This has been a very interesting thread. I've always said that parenting adult children is much harder than parenting younger ones. Not physically but very much emotionally.
I'm struggling with my 26 ds. I lost my eldest ds at 18 to cancer of the brain. Youngest ds was 14/15/16 at the time of his brother's illness and death. Horrific for all of us, horrific in many different ways. 10 years on we are both trying to navigate normal life stresses alongside grief and trauma from what happened. 10 years on my ds is now trying to make sense of everything that happened, how it affects his decisions or more likely his inability to make decisions.
He is at crisis point and parenting this is terribly terribly hard. He's good at being physically independent, lives on his own, manages his own bills, washing, cooking, job etc.

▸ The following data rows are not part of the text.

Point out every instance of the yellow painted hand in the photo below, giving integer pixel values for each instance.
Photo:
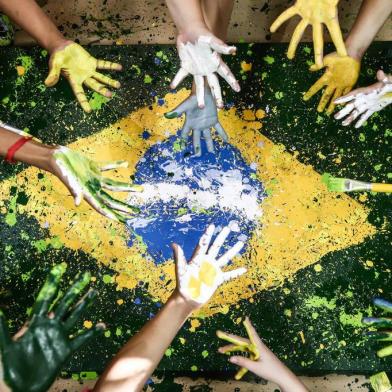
(79, 67)
(238, 344)
(340, 77)
(315, 13)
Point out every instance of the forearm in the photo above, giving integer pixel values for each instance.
(30, 17)
(32, 152)
(372, 15)
(136, 361)
(186, 17)
(217, 16)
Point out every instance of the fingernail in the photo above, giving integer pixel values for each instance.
(171, 115)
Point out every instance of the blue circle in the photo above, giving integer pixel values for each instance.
(160, 224)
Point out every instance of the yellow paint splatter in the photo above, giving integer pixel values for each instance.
(195, 323)
(20, 70)
(294, 232)
(87, 324)
(246, 67)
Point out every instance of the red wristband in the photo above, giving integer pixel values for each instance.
(15, 147)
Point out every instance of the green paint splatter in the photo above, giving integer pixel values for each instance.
(279, 95)
(320, 302)
(107, 279)
(147, 79)
(136, 68)
(10, 218)
(97, 101)
(269, 60)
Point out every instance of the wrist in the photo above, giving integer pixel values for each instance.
(183, 305)
(353, 50)
(56, 44)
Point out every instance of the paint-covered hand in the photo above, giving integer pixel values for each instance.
(33, 358)
(198, 280)
(315, 13)
(83, 178)
(201, 57)
(79, 67)
(385, 323)
(366, 101)
(249, 346)
(199, 121)
(341, 75)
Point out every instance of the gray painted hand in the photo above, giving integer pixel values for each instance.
(200, 121)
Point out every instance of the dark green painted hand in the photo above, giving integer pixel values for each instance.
(381, 322)
(33, 359)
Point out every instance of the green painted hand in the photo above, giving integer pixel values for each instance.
(79, 67)
(200, 121)
(33, 358)
(83, 177)
(381, 322)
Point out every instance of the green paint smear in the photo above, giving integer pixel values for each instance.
(97, 101)
(352, 320)
(320, 302)
(269, 60)
(10, 218)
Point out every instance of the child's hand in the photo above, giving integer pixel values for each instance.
(198, 280)
(199, 121)
(366, 101)
(315, 13)
(83, 177)
(341, 75)
(262, 362)
(34, 357)
(79, 67)
(201, 58)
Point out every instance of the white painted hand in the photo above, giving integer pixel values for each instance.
(198, 280)
(366, 101)
(202, 59)
(199, 121)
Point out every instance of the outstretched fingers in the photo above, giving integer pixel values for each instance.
(81, 339)
(283, 17)
(180, 76)
(79, 309)
(297, 35)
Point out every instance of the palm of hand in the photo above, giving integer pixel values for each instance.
(45, 343)
(83, 177)
(199, 279)
(341, 75)
(200, 121)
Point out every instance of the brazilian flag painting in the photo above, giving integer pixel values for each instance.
(315, 259)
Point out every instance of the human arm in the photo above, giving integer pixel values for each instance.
(46, 339)
(82, 176)
(198, 46)
(29, 16)
(371, 17)
(66, 57)
(196, 283)
(265, 364)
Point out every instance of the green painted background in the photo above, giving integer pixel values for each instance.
(326, 306)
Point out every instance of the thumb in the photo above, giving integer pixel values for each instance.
(245, 362)
(381, 77)
(54, 73)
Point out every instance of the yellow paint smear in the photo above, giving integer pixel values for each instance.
(301, 220)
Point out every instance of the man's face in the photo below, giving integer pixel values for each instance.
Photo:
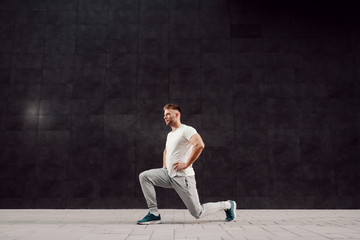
(171, 116)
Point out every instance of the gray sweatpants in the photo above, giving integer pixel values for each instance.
(185, 188)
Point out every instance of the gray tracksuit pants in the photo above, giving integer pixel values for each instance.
(185, 188)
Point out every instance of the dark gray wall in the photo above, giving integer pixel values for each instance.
(273, 89)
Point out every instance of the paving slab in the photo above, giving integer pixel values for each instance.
(177, 224)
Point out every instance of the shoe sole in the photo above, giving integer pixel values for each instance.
(150, 222)
(234, 212)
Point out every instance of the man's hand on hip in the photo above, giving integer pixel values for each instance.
(178, 166)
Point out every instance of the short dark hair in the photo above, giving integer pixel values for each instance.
(172, 106)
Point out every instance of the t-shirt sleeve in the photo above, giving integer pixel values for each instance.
(189, 132)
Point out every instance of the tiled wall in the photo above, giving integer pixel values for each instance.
(273, 88)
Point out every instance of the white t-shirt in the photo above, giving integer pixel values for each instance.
(178, 149)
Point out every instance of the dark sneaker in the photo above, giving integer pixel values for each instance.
(231, 212)
(150, 219)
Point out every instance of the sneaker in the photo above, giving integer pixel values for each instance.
(150, 219)
(231, 212)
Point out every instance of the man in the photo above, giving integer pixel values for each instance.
(183, 146)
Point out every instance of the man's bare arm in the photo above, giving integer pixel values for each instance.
(198, 146)
(164, 159)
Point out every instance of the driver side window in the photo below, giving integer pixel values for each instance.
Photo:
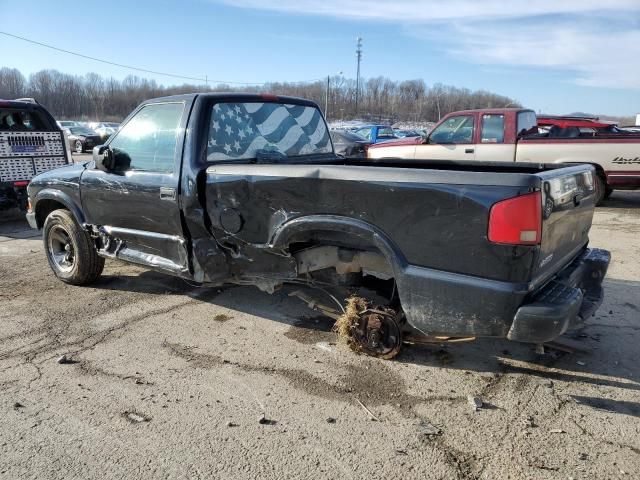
(364, 133)
(148, 141)
(454, 130)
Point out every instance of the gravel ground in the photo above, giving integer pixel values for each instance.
(170, 381)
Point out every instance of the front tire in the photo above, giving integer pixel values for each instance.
(69, 249)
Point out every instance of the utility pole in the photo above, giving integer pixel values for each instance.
(326, 101)
(359, 57)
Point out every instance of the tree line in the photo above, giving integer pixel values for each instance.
(93, 97)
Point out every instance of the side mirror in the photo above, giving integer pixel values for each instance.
(103, 158)
(109, 160)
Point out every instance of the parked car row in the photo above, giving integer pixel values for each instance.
(519, 135)
(83, 136)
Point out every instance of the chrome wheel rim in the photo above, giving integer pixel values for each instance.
(61, 249)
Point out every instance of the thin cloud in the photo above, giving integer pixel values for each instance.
(417, 11)
(596, 42)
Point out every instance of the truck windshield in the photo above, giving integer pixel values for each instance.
(242, 131)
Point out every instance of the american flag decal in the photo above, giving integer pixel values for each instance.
(238, 130)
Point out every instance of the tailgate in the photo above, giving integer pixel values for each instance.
(568, 203)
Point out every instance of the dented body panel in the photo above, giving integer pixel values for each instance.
(272, 219)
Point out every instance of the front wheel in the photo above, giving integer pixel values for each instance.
(70, 250)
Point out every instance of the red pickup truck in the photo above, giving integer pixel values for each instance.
(512, 135)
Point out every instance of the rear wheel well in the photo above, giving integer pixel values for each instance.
(44, 208)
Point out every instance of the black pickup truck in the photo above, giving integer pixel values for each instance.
(246, 189)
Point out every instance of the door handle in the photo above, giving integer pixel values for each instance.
(167, 193)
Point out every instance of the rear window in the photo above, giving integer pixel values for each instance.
(527, 122)
(241, 131)
(82, 131)
(492, 129)
(15, 120)
(386, 132)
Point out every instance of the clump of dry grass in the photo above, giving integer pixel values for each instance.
(348, 321)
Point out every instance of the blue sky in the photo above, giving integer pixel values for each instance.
(556, 56)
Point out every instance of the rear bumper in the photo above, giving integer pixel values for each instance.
(565, 302)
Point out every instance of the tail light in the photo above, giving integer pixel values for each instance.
(517, 221)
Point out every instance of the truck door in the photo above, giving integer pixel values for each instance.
(493, 146)
(137, 209)
(451, 140)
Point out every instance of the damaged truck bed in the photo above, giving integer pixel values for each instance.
(228, 188)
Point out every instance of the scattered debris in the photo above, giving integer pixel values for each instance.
(263, 420)
(444, 357)
(373, 417)
(348, 321)
(323, 346)
(64, 360)
(429, 429)
(222, 317)
(136, 417)
(475, 402)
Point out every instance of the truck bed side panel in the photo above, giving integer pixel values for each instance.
(427, 214)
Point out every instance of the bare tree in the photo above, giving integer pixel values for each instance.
(93, 97)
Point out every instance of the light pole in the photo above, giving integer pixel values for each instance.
(326, 98)
(359, 57)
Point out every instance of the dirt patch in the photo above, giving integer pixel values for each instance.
(371, 381)
(310, 330)
(222, 317)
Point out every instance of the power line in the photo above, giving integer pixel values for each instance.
(154, 72)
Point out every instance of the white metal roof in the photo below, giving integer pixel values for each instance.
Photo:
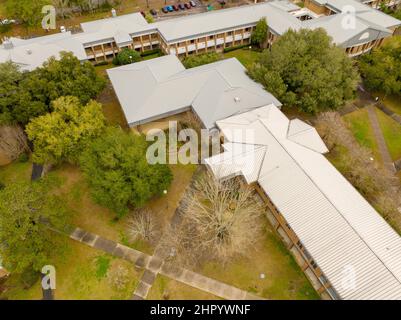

I'm finding it hard to know when it's a listening ear he wants or advice he wants. He has survivors guilt, I have a mums guilt that his life was affected beyond measure by what happened. I try to solve things for him because of this guilt, this guilt that I couldn't save his brother, and couldn't save him from the trauma of losing his brother. We are probably both fucked up. We did have an honest, very tearful conversation last week when I was also able to talk to him about my struggles, and I think we have made a bit of headway with communicating with each other.
I need to stop solving, he needs to communicate when he wants to vent or talk through. He has a counsellor but I'm still his safe person. I need to be that for him but in a way that is positive for both of us.
Our life experiences are different. I left home at 19, bought a flat at 22. It was simpler then. His late teens/early adulthood have been traumatic.
We are trying to navigate this but we are both exhausted from life experiences.
I have gone off on a tangent and all our experiences are different. I want to acknowledge that this stage of parenting is difficult. We all want the best for our kids. We will get it wrong many times, as will our kids. There are things from this thread that I will take on board so I can help us both navigate our way through.